I try to train RoBERTa from scratch. I have several V100 GPUs. I already know that huggingface’s transformers automatically detect multi-gpu. And I checked it for myself in training log. But, there is something I couldn’t understand. There is no improvement performance between using single and multi GPUs. I experimented 3 cases, which are training same model with same batch size on single-GPU, 2-GPUs, 4-GPUs. There are code and training loss graph for comparing below.
from transformers import RobertaConfig
config = RobertaConfig(
num_hidden_layers=4,
hidden_size=512,
hidden_dropout_prob=0.1,
num_attention_heads=8,
attention_probs_dropout_prob=0.1,
intermediate_size=2048,
vocab_size=34492,
type_vocab_size=1,
initializer_range=0.02,
max_position_embeddings=512,
position_embedding_type="absolute"
)
from transformers import RobertaTokenizerFast
tokenizer = RobertaTokenizerFast.from_pretrained("tokenizer", max_len=512)
from transformers import RobertaForMaskedLM
model = RobertaForMaskedLM(config=config)
from transformers import LineByLineTextDataset
train_dataset = LineByLineTextDataset(
tokenizer=tokenizer,
file_path="train.txt",
block_size=tokenizer.max_len_single_sentence
)
from transformers import DataCollatorForLanguageModeling
data_collator = DataCollatorForLanguageModeling(
tokenizer=tokenizer, mlm=True, mlm_probability=0.15
)
from transformers import Trainer, TrainingArguments
num_train_epochs = 4
max_steps = num_train_epochs * len(train_dataset)

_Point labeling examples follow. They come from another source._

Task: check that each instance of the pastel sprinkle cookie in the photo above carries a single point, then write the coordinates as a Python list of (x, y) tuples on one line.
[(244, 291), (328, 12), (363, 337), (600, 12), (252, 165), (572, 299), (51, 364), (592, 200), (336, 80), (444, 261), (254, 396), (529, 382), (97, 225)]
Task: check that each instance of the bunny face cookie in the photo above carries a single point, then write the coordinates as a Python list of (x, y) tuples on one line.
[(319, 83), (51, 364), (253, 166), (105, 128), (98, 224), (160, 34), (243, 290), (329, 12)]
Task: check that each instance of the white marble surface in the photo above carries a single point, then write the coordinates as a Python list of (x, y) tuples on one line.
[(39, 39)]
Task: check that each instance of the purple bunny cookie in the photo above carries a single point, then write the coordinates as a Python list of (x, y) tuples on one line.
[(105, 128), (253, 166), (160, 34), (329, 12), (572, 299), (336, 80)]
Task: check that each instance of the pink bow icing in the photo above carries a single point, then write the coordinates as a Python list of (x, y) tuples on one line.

warmup_steps = int(max_steps*0.05)
training_args = TrainingArguments(
output_dir="output",
overwrite_output_dir=True,
do_train=True,
max_steps=max_steps,
warmup_steps=warmup_steps,
num_train_epochs=num_train_epochs,
per_device_train_batch_size=100,
learning_rate=5e-5,
weight_decay=0,
max_grad_norm=1,
adam_beta1=0.9,
adam_beta2=0.98,
adam_epsilon=1e-6,
# disable_tqdm=True
logging_dir="log",
logging_first_step=True
)
trainer = Trainer(
model=model,
args=training_args,
data_collator=data_collator,
train_dataset=train_dataset,
)
trainer.train()
The dark blue line is using 4-GPUs, grey line is using 2-GPUs and sky blue line is using single-GPU. As the number of GPU increases, the number of steps(x-axis) are much smaller. I understand that the shape of the loss reduction is the same. However I couldn’t understand why multi-GPU’s training speed is more slower than single-GPU. If it is normal, How can I upgrade performance with multi-GPU in this code? Is there option I can tune?